Blood samples from 50 IBD patients were evaluated in a blinded way in three different laboratories using diverse assays of 25 (OH) vitamin D monitoring such as high-performance liquid chromatography (A), IDS automated immunoassay (B) and competitive binding assay (C). We correlated the VD levels of different assays using Pearson correlation coefficient. In addition, we evaluated the clinical accuracy of each assay by examining the agreement of assays in sorting patients into distinct categories according to difference of VD levels using the cutoffs (< 5ng/ml) for acceptable agreement, (5-10ng/ml) significantly different and ( >10ng/ml) insufficient.
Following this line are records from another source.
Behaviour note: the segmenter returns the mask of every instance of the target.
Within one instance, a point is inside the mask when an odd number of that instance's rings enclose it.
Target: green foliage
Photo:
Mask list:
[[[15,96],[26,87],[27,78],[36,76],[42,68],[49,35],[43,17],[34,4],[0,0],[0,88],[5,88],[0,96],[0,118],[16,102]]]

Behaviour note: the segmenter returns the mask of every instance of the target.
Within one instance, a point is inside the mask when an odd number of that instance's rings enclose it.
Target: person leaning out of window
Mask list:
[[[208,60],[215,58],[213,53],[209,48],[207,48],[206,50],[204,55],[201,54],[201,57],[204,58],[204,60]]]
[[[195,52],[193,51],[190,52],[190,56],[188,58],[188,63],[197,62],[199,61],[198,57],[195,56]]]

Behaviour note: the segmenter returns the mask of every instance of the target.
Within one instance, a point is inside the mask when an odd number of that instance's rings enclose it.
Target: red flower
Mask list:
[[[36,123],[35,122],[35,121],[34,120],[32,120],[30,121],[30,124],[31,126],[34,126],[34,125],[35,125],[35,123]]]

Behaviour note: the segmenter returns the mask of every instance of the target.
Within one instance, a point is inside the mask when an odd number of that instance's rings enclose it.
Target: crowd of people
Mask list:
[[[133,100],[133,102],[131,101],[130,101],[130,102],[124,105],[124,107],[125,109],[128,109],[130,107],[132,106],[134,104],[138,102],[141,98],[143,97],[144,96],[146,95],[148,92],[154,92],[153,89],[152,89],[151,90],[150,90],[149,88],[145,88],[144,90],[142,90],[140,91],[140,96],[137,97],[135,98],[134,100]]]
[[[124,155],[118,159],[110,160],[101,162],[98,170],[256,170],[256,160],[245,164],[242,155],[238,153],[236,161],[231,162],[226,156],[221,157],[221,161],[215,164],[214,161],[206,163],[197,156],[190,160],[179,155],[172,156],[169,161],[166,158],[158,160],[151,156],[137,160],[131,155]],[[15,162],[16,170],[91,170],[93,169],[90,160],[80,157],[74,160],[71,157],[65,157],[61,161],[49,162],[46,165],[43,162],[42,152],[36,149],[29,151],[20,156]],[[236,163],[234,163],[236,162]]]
25(OH) vitamin D concentrations assessed by competitive binding assay were in the range of 3.0 ng/ml to 39.3 ng/ml, by high-performance liquid chromatography of 4.6 ng/ml to 53.2 ng/ml and by automated immunoassay of 9.0 ng/ml to 48.0 ng/ml. All vitamin D assays showed a linear quantitative correlation (Pearson r=0.69 for A vs. B, 0.69 for A vs. C and 0.63 for B vs.C). Comparing VD assays according to difference of VD we observed agreement in 20 samples, significant difference in 18 samples and disagreement in 10 samples between A and C; agreement in 29 samples, significant difference in 10 samples and disagreement in 9 samples between A and B; agreement in 18 samples, significant difference in 20 samples and disagreement in 12 samples between B and C.


There is a clinically important bias between different VD assays.. Our Results indicate the need towards further standardizing assays for 25(OH)D measurement.